In a follow up to Urban Melbourne's article, a recent retrofit survey explored how Melbourne's old office buildings have been upgraded to more sustainable systems and fit outs with some surprising results. Environment Portfolio Chair, Councillor Arron Wood, said results revealed that since 2008, 25 per cent of the 589 buildings surveyed have either taken advantage of the Council incentives and have undergone a retrofit or are currently undergoing a retrofit. “The survey results have confirmed what we already suspected – that a lot more retrofitting is going on in our city than we knew about. Taking this temperature check gives us a better understanding of building managers’ motivations and helps us adapt our own programs to better address their needs,” Cr Wood said.

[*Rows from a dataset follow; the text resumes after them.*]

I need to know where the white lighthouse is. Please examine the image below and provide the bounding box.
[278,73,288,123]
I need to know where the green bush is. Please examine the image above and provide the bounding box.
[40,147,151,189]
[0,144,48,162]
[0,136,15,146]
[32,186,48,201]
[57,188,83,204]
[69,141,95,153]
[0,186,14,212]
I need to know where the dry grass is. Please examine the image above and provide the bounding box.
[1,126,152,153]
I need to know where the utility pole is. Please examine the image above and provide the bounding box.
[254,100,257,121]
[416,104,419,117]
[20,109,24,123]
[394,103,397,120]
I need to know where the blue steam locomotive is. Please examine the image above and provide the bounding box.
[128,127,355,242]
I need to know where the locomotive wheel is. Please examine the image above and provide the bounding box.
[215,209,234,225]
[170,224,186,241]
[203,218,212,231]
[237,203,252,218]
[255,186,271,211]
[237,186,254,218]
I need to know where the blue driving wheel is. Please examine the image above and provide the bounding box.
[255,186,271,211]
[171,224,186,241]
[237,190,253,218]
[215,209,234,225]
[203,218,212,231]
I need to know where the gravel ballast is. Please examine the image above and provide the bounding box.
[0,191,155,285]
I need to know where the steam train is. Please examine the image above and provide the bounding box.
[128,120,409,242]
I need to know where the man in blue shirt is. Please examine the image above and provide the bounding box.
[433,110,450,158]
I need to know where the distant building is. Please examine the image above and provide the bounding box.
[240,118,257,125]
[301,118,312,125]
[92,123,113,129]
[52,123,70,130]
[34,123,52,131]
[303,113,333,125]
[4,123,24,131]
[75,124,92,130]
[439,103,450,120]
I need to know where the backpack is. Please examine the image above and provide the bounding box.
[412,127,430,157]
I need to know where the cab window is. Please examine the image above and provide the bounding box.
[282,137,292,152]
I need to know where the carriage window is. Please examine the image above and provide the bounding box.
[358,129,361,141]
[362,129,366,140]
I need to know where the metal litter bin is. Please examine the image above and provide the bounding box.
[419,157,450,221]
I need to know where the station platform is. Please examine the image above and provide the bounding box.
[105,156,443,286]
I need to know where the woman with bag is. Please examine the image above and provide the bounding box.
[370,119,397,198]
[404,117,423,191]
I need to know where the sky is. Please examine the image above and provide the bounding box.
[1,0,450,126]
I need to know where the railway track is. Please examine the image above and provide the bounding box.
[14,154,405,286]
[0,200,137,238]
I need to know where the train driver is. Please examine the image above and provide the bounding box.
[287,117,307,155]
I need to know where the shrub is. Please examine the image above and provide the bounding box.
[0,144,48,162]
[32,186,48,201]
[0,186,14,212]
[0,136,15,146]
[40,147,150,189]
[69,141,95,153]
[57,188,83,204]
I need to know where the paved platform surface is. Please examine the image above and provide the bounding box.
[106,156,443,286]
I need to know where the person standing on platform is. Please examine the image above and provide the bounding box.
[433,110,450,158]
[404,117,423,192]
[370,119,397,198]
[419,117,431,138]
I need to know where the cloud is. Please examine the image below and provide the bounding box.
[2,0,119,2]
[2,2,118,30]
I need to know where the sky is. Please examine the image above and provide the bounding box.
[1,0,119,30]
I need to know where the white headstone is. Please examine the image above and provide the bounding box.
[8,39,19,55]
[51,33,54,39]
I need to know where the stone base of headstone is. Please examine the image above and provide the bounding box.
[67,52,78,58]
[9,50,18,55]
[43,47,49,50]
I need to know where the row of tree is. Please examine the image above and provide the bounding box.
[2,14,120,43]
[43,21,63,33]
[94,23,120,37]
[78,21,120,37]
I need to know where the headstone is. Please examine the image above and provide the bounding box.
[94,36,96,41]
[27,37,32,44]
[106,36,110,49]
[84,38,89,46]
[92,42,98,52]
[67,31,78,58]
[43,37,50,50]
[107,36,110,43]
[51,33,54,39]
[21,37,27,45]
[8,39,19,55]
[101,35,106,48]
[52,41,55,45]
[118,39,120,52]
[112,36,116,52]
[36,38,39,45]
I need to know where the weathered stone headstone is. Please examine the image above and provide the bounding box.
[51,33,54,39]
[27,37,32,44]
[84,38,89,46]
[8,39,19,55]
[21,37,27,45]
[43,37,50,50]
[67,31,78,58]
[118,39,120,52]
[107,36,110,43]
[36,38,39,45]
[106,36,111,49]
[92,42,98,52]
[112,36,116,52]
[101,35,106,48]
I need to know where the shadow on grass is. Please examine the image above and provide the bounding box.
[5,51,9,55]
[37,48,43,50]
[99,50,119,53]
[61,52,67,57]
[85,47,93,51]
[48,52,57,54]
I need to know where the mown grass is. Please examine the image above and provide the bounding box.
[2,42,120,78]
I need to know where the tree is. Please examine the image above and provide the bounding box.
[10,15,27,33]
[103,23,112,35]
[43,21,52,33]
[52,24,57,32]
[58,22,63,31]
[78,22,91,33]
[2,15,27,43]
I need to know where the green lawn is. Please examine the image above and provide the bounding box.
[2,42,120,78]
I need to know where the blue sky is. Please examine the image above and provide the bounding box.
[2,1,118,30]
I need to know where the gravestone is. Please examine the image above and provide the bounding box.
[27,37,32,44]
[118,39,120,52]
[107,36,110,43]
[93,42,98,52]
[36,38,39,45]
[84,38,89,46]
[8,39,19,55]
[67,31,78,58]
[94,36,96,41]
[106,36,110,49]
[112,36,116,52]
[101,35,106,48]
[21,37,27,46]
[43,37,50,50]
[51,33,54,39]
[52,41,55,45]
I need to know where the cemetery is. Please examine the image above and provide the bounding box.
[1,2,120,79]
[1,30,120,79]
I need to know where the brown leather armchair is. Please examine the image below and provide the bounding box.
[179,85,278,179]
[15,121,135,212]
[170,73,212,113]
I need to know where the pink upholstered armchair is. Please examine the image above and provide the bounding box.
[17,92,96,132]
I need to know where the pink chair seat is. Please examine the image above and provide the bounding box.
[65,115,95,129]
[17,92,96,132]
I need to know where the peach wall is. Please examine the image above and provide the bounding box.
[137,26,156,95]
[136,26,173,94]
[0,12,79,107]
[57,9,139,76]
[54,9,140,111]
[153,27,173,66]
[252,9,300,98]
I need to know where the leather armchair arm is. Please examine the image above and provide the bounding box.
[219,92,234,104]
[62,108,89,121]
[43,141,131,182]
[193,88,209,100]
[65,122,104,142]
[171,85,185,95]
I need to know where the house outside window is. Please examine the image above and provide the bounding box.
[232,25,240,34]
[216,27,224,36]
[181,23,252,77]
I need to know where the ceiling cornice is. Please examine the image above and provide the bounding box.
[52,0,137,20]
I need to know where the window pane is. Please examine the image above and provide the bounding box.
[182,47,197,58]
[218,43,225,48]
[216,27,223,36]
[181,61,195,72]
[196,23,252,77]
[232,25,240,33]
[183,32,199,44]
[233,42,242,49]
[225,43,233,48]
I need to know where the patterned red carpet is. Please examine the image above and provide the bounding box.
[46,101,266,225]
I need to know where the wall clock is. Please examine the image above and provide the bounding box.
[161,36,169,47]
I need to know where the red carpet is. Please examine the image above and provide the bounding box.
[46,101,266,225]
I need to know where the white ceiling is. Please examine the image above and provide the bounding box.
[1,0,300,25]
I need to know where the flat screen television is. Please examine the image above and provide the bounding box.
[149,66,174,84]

Further information gathered from the survey revealed that 16 per cent of building owners and representatives are planning to undertake a retrofit within the next five years. This is a jump of six per cent from two years ago, when only 10 per cent were thinking of doing a retrofit. In total between 2008 and 2018, 32 per cent of buildings will be or have recently done work which improves environmental outcomes.

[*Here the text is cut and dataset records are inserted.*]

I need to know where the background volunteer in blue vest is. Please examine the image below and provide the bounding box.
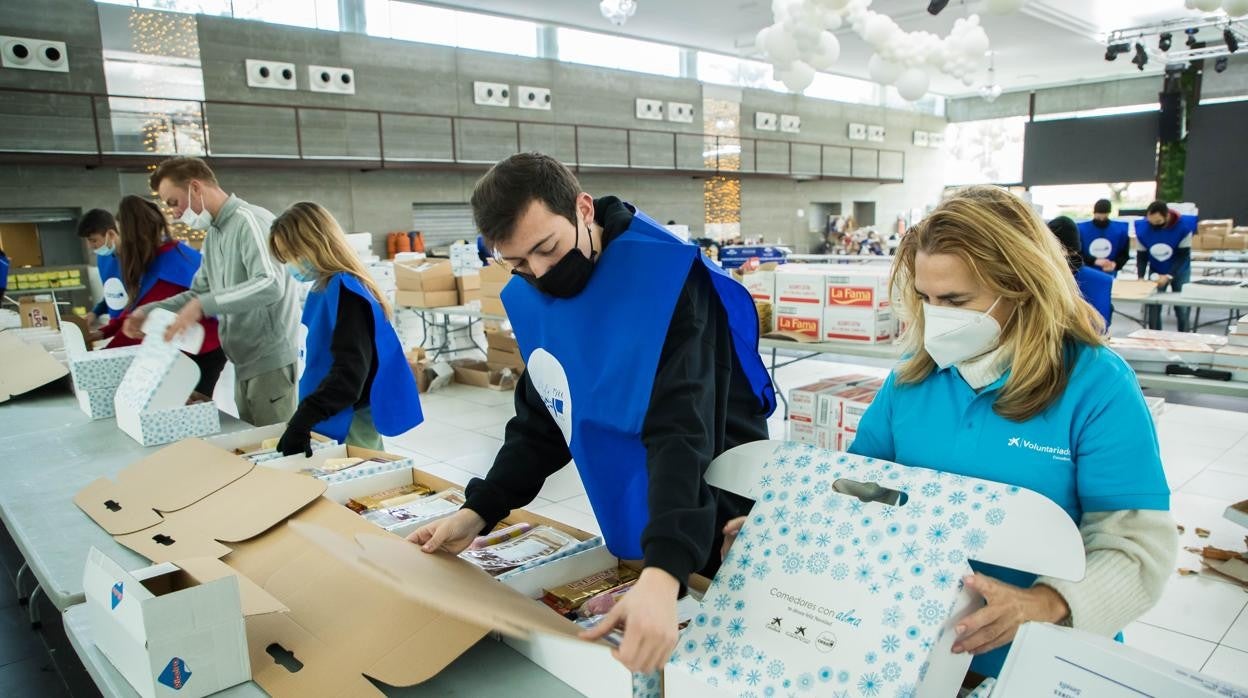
[1134,200,1197,331]
[411,153,775,674]
[268,202,423,455]
[844,186,1173,680]
[1049,216,1113,330]
[121,157,301,427]
[1077,199,1131,275]
[77,208,125,327]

“In recent months the City of Melbourne has received a number of awards for its work in sustainability including a C40 award in London and awards for our Smart Blocks and 1200 Buildings programs. Just last week 1200 Buildings received further recognition at the Energy Efficiency Council Industry Awards, as joint winners of the ‘Best Energy Savings Program.’ “It takes the efforts of an entire city to be recognised on this level. We know that achieving some of our goals including becoming carbon neutral by 2020 cannot be done alone. We applaud the buildings that have already embraced these changes and we will continue to work with other building managers through programs like 1200 Buildings to encourage more of this activity.” Cr Wood said.

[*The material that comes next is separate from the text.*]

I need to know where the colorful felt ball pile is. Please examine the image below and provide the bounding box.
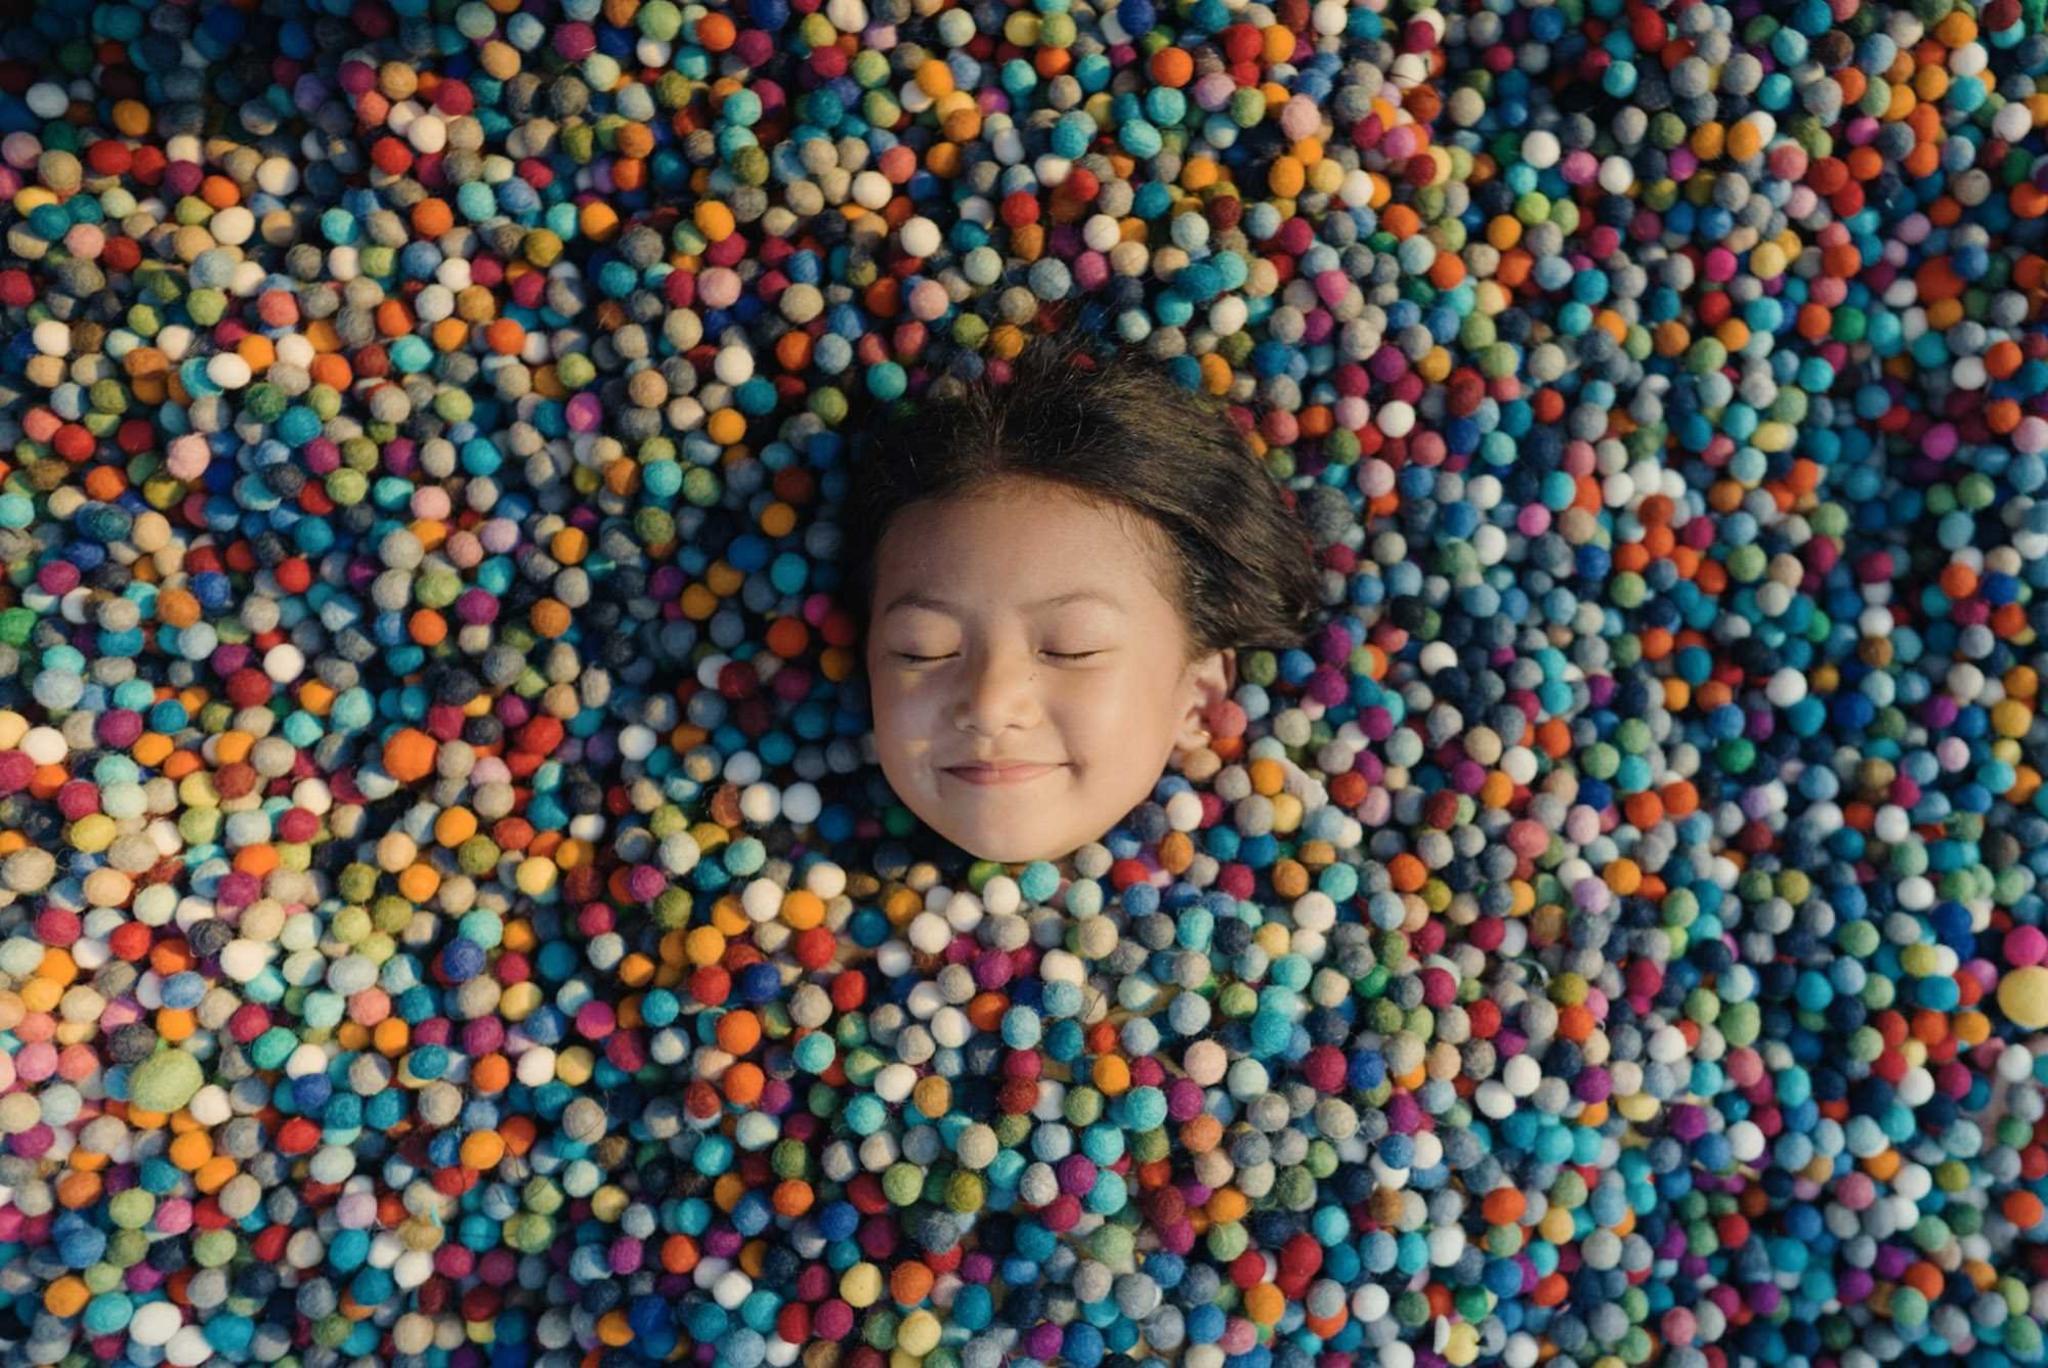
[2,0,2048,1365]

The report reveals that lighting upgrades were the most common retrofit activity, followed by installing or upgrading building management systems, metering and upgrading chillers and boilers. Key motivations included replacing broken assets, minimising energy consumption, attracting or retaining tenants and extending the life of assets. Of these key motivators, the one that will not necessarily make the largest impact initially but most definitely the medium to long term would have to be minimising energy consumption. This certainly comes to the forefront particularly when you consider the upward energy and financial pressures of operating and maintaining old structures that the 1200 Buildings initiative gains resonance. However, in this day and age of short term commercial leasing arrangements (as it appears to be in some cases), attracting and retaining tenants through improving competitiveness and by meeting sustainability expectations is most likely to be the main driver for owners to increasingly take on retrofit initiatives.
The results of the survey may also show, in some capacity at least, that people tend to follow movements or initiatives when others have proven to receive benefit from it. In a sustainable urban development point of view, programs such as 1200 Buildings that bring older buildings into line with government and commercial environmental expectations are fantastic and let's hope that the momentum generated flows onto other Councils.